However, the board agreed that all oral immediate-release formulations of nimesulide exceeding 100 mg, such as tablets, should be prohibited, a recommendation that has now been enforced by the Health Ministry.

History of Nimesulide Use And Restrictions

Nimesulide was first launched in Italy in 1985.

It is a non-steroidal anti-inflammatory drug (NSAID) known for its analgesic and antipyretic properties. It has been widely used in India and is sold under multiple brand names.

The European Medicines Agency (EMA) restricted the drug’s use in 2002, limiting it to adults only.
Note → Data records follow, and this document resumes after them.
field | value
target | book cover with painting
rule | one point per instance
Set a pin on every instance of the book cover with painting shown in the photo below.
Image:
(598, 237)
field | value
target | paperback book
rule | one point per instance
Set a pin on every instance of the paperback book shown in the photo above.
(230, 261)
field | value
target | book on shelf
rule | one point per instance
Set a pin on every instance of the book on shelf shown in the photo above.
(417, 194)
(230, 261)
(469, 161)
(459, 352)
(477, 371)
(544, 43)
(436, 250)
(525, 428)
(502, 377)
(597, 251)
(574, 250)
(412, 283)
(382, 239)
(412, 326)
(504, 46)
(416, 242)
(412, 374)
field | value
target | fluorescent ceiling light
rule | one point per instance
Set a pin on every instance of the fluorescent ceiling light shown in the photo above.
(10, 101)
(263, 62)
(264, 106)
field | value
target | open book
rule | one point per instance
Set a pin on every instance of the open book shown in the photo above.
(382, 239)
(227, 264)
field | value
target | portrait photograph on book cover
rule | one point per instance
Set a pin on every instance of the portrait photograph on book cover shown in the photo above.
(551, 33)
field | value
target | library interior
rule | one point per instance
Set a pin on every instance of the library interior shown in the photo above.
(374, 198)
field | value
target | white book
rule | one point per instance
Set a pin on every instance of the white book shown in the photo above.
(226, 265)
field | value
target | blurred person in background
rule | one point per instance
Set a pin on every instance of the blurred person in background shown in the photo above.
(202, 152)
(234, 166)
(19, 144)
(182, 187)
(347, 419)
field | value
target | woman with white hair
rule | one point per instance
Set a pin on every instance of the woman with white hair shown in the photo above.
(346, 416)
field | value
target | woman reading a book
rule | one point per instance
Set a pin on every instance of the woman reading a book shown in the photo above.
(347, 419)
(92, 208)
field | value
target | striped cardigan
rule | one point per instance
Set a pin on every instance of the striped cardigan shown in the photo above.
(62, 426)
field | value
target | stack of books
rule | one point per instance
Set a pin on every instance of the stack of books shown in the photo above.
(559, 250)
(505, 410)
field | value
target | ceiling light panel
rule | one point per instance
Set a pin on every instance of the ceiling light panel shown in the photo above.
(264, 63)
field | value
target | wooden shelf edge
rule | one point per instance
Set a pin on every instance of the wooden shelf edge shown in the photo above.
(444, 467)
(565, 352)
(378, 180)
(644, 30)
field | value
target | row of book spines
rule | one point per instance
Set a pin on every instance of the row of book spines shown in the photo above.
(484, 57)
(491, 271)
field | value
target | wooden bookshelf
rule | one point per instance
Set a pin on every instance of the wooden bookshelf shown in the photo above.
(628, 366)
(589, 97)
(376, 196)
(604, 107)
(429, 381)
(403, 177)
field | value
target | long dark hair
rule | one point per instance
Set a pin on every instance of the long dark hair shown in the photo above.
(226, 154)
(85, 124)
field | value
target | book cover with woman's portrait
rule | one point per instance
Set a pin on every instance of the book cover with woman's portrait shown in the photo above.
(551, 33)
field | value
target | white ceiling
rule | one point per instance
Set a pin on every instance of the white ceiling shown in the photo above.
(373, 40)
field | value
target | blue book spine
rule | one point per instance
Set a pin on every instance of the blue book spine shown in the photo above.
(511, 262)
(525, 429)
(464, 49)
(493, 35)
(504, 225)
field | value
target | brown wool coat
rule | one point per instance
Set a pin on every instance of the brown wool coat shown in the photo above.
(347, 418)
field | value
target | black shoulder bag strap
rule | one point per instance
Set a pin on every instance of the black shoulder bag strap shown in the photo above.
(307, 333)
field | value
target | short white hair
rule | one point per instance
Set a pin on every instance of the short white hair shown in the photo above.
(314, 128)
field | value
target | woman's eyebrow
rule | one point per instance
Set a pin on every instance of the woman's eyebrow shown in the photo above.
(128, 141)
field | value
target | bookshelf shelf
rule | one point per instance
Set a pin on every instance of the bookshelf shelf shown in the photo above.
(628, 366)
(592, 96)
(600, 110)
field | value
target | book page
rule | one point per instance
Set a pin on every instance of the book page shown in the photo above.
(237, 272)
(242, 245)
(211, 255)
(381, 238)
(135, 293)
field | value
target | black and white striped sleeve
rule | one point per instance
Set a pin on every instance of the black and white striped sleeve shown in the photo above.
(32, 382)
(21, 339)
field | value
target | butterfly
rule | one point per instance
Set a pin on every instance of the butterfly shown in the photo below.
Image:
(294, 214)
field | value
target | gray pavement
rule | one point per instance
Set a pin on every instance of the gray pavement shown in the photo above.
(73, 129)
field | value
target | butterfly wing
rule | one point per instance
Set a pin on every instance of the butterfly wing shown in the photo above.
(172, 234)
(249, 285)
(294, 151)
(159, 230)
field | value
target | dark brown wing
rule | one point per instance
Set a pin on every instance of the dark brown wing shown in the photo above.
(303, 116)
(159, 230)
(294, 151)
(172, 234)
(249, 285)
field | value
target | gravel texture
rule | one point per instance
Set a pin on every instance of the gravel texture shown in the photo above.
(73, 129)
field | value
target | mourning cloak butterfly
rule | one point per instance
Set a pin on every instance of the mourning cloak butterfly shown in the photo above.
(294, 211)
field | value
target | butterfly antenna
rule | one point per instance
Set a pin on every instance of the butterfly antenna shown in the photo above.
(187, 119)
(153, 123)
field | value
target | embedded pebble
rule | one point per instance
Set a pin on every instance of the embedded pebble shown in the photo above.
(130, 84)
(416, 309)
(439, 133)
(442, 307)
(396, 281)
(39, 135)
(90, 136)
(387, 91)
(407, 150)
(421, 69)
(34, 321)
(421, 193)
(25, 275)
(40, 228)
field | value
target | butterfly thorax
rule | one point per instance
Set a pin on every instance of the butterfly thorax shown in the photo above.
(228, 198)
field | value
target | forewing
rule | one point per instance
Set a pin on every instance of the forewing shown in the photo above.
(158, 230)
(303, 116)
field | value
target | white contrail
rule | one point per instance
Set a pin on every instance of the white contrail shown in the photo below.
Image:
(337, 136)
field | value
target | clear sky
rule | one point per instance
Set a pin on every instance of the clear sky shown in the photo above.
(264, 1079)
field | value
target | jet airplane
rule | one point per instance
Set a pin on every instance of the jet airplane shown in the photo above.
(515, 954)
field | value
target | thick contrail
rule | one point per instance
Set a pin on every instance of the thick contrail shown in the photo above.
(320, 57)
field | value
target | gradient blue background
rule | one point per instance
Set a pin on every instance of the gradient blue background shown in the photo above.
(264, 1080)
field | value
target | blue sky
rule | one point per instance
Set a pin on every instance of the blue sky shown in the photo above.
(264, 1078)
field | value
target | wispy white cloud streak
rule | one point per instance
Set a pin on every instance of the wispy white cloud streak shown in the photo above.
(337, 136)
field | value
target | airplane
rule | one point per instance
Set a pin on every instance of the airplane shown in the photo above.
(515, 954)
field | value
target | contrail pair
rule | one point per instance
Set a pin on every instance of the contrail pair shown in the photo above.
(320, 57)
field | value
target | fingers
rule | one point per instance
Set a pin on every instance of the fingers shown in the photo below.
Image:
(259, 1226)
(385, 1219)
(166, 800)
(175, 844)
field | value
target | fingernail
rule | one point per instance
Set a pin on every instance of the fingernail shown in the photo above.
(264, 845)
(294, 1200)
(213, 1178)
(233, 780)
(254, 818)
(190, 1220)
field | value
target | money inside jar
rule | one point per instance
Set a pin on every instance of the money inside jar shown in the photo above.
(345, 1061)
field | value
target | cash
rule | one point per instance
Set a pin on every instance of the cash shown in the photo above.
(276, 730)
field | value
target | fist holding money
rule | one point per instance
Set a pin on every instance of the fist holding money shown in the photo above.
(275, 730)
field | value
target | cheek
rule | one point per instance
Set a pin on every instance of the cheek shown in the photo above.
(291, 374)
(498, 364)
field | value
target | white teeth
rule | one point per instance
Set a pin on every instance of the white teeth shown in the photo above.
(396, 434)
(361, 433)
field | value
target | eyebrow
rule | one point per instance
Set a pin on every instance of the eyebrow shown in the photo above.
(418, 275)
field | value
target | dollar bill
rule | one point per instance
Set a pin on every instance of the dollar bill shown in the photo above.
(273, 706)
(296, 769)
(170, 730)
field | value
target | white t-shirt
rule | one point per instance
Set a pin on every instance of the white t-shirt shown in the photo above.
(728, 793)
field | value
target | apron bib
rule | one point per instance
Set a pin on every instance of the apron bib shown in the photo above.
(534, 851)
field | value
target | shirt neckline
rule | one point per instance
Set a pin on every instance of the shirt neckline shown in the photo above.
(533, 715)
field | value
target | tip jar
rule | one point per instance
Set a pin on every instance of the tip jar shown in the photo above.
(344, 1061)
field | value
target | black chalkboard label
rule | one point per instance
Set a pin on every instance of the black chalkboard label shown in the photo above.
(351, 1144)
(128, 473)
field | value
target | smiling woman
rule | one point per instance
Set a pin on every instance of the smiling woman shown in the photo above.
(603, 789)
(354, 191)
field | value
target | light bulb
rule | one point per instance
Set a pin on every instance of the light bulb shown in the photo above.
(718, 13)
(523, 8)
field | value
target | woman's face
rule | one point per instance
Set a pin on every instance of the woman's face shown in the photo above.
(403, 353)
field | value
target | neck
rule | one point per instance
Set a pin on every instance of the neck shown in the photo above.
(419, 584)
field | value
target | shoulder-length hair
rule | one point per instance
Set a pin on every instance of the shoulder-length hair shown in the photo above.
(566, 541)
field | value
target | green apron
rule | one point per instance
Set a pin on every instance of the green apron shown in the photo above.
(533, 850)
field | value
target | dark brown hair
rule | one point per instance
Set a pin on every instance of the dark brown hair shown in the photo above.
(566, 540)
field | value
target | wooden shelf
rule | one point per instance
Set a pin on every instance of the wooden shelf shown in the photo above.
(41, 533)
Since then, several countries, including the United Kingdom, the United States, Canada, Australia, Singapore and Japan, have either banned nimesulide outright or imposed strict usage guidelines for both human and veterinary applications.

Currently, India and Pakistan remain the only countries where nimesulide is available for consumption by adults and the elderly.

Nimesulide Market Size

India approved nimesulide in 1995. In 2011. The drug continues to have a significant commercial presence. Estimates suggest that nimesulide has amarket size of around Rs 500 crore on a moving annual turnover (MAT) basis.

“Even though nimesulide is a Schedule H prescription medicine, it is available as an OTC medicine in India,” the ICMR report stated.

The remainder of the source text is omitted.